The boom was bolstered by economic reforms promoted by the so-called "technocrats", appointed by Franco, who put in place neo-liberal development policies from the International Monetary Fund. The technocrats were a new breed of economists who replaced the old, prone to isolationism, Falangist guard.

The implementation of these policies took the form of development plans (planes de Desarrollo) and it was largely a success: Spain enjoyed the second highest growth rate in the world, just after Japan, and became the ninth largest economy in the world, just after Canada. Spain joined the industrialized world, leaving behind the poverty and endemic underdevelopment it had experienced since the loss of the Spanish Empire in the 19th century.
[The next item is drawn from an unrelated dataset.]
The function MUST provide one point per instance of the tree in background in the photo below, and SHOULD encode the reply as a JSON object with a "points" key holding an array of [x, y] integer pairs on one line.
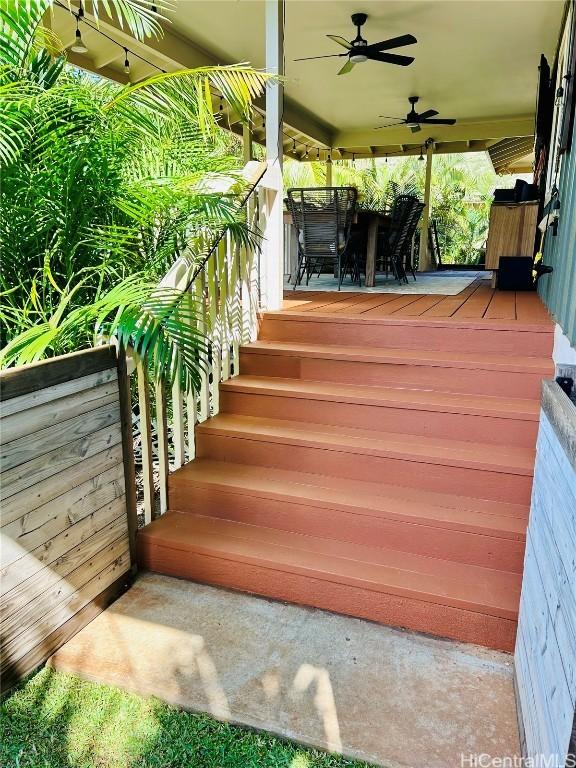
{"points": [[461, 192]]}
Although the economic growth produced noticeable improvements in Spanish living standards and the development of a middle class, Spain remained less economically advanced relative to the rest of Western Europe (with the exception of Portugal, Greece and Ireland). At the heyday of the Miracle, 1974, Spanish income per capita peaked at 79 percent of the Western European average, only to be reached again 25 years later, in 1999.

The 14 years of recovery led to an increase in (often unplanned) building on the periphery of the main Spanish cities to accommodate the new class of industrial workers brought by rural exodus, similar to the French banlieue.

The icon of the Desarrollo was the SEAT 600 (a license-built Italian Fiat 600) the first car for many Spanish working class families, produced by the Spanish factory SEAT or Sociedad Española de Automóviles de Turismo.